Es gibt unterschiedliche Möglichkeiten, das Aufschieben (Prokrastination) und die damit einhergehenden Probleme in den Griff zu bekommen. Hier findest du die 20 besten Tipps, die für hochsensible Menschen effektive Lösungen gegen die Aufschieberitis anbieten.

  1. Hinterfrage dich

Schreibe dir deine Verhaltensweisen auf. Was machst du nur ungern? Was sind die Gründe dafür? Was kannst du in Zukunft anders machen?

  1. Fang jetzt gleich an!

Die „72-Stunden-Regel“ sagt aus: Wenn du dir etwas vornimmst, mache innerhalb von 72 Stunden den ersten Schritt. Danach sinkt die Chance, ein Projekt zu starten, auf nur noch ein Prozent.

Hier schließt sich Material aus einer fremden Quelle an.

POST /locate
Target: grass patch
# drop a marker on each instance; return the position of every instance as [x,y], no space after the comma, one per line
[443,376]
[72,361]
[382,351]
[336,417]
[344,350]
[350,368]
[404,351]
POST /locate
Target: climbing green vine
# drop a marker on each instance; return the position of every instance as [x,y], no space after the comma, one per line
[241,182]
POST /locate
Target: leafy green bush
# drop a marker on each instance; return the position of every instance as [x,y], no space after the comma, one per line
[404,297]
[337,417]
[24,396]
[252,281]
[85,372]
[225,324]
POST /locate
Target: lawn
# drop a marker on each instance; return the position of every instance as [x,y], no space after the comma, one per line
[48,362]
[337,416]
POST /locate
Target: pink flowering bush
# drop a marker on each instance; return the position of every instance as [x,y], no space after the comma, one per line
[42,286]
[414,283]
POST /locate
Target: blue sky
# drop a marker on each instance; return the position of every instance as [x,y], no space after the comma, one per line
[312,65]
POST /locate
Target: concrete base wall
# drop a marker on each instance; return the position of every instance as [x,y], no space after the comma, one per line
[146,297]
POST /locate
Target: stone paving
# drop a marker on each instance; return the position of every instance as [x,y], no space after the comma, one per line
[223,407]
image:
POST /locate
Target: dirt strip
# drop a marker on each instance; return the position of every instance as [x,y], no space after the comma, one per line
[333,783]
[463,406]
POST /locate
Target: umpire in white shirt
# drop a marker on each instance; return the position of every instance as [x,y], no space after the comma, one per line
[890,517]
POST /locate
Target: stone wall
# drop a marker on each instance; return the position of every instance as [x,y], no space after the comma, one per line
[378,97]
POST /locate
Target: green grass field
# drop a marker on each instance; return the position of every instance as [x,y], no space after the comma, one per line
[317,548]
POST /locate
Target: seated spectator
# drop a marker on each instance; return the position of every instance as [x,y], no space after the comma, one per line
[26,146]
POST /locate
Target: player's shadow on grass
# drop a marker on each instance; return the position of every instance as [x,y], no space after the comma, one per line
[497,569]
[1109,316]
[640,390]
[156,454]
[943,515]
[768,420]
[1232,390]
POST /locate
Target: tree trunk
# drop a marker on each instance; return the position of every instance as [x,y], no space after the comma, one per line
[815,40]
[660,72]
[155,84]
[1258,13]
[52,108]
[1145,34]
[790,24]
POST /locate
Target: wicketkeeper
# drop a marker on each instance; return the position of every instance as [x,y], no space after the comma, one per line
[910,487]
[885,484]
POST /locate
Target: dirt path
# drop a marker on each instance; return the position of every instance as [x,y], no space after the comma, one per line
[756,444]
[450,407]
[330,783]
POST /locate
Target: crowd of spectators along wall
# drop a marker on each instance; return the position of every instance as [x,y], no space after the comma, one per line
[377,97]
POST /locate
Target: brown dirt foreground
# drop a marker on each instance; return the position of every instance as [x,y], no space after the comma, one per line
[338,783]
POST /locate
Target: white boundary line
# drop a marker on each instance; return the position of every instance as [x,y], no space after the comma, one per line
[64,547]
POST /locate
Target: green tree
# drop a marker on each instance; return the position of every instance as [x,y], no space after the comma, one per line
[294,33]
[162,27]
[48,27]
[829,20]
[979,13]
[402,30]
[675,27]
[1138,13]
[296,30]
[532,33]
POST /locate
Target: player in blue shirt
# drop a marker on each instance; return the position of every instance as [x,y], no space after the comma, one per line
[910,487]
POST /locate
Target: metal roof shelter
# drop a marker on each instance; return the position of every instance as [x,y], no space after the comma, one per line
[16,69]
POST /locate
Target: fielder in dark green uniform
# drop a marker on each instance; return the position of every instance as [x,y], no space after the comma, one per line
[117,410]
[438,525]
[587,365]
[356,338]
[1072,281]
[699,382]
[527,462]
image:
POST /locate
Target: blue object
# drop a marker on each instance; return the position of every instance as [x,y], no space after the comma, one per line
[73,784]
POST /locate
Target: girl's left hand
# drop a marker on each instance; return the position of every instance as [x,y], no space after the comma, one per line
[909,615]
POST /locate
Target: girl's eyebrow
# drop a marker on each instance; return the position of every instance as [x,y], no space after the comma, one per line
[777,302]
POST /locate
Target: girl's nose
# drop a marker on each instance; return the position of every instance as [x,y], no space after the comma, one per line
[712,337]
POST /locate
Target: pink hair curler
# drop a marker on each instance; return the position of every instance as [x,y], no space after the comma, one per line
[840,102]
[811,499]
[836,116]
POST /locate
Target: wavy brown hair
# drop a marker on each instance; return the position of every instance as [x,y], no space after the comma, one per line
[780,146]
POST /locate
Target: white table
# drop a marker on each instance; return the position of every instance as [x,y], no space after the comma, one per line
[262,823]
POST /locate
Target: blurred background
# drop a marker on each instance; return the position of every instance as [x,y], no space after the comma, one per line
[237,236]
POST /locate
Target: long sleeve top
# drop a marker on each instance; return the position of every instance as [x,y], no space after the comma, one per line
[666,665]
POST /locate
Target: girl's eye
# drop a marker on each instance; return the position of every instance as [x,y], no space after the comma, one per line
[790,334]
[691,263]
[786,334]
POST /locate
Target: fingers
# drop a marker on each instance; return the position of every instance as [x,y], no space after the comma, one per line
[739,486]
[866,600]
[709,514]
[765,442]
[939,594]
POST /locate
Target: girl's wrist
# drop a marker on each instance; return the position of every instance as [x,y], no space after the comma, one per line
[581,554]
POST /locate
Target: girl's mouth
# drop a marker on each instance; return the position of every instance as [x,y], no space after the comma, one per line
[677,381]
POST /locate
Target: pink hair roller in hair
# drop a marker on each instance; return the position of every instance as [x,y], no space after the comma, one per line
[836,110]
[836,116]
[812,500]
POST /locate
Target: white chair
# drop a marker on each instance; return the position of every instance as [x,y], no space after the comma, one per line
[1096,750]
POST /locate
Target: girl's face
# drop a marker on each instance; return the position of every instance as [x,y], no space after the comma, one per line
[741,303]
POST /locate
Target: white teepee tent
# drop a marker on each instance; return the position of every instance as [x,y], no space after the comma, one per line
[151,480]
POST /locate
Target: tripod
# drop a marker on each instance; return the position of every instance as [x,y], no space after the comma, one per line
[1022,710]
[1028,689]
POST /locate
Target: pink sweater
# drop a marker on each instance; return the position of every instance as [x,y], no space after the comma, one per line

  1. Plane ausreichend Zeit ein!

Erstelle dir einen realistischen Zeitplan und berücksichtige dabei auch Pausen sowie Puffer für unvorhergesehene Dinge, die dazwischenkommen können.

  1. Mache es konkret!

„Morgen um 14 Uhr werde ich eine Stunde lang für Projekt X recherchieren.“ Genaue Planung motiviert und hilft dir bei der Umsetzung.

  1. Sei dir über die Konsequenzen im Klaren!

Welche Folgen hat es für dich, wenn du die gestellten Aufgaben nicht, nur mittelmäßig oder zu spät erledigst? Im ersten Moment erhöht diese Frage vielleicht den Druck. Langfristig kann die Antwort einen heilsamen Effekt haben.

  1. Setze Prioritäten!

Was ist wirklich wichtig und dringend? Was hat Zeit? Entscheide dich nach diesen Kriterien – und dann fange mit der wichtigsten Aufgabe an.

  1. Splitte große Aufgaben in kleine auf!

„Das schaffe ich nie!“, ist die Aussage, die uns davon abhält, überhaupt loszulegen. Zerlege den Berg in kleine Steine und trage diese einen nach dem anderen ab.

  1. Übertreibe es nicht!

Zu viele Punkte auf deiner Liste können dich mutlos machen. Schreibe lieber kurze Listen und dafür mehrere, die du in kürzeren Zeitintervallen abhaken kannst.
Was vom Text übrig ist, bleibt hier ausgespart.